Wir haben Ihnen an dieser Stelle bereits mehrfach von der unermüdlichen Arbeit der beiden für den Schutz unserer Umwelt und den Tieren erzählt. Mit ihrer Aufklärungsarbeit setzen die Grafkes bei den Kleinsten an, in Kindergärten und Schule teilen sie ihr Wissen und zeigen den Kindern ohne erhobenen Zeigefinger, was mit den Tieren passiert, die wilden Müll fressen, oder sich an diesem verletzen. So haben die beiden mit Kindergruppen „Müllsammel-Aktionen“ initiiert und die Kinder werden auf diesem Weg wichtige Multiplikatoren, die Gelerntes weiterverbreiten.

Auch Störche werden immer häufiger mit Plastikmüll im Schnabel gesichtet. Oft verwechseln sie das Plastik mit Futter, da sie den Müll nicht von Fressbarem unterscheiden können. So füttern die Tiere auch ihren Nachwuchs mit Müll, was verheerende Folgen hat – Eltern und Jungtiere verhungern mit gefülltem Magen. Die Störche nutzen den Müll aber auch für den Nestbau. Es wurden Storchnester entdeckt, die komplett mit Plastikmüll eingekleidet waren. Regnet es, füllt sich das Nest mit Wasser und die Jungtiere ertrinken in diesem. Auch direkt vor unserer Haustür: So wie unser Titelfoto zeigt, das von Karlheinz Neubert an der Clörather Mühle aufgenommen wurde.

Eilta und Benno haben Storch „Rudi“, eine hohe Figur mit Storchsilhouette, geschaffen, um mit ihm ihre Aufklärungsarbeit zu unterstreichen. Als Heike Lieutenant, Lehrerin an einer Förderschule, mit ihren Schüler:innen der 5. Klasse über die Gefahren für die Störche sprach, reimte einer ihrer Schüler, Phil 10 Jahre alt, spontan: „Lass den Müll nicht liegen – wir können sonst wir nicht mehr fliegen.“ Dieser Spruch wurde samt Phils Namen und der Schulklasse auf dem ersten Storch "Rudi" verewigt.

In einem Wettbewerb haben sich die Schüler:innen Gedanken gemacht, um auch weitere Storch Figuren mit ausgewählten Sprüchen zu versehen. Elita und Benno sind stolz, mit dieser Aktion ein Alleinstellungsmerkmal in Deutschland zu haben.
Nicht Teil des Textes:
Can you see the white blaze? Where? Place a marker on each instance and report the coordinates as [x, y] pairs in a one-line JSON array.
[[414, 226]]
Am 21. September 2026 werden die Schüler:innen der dann 6. Klasse zwischen 10.30 und 12.30 Uhr im Schiefbahner Park sein, um dort mit der Hilfe von zehn Störchen und Infomaterial auf die Gefahr aufzuklären, der wilder Müll auch für Störche darstellt.

„Unsere beiden Störche“ bekamen vor Kurzem Besuch von acht bis zehn weiteren Tieren. Die beiden erhoben sich zu den anderen in die Lüfte und drehten gemeinsam mit ihnen einige Runden am Himmel. „Ein atemberaubendes Schauspiel“ beschreibt es Theresa. Es war die Abschiedsrunde, denn nach ein paar Umdrehungen machte sich die Gruppe auf und davon. Hoffentlich bis nächstes Jahr.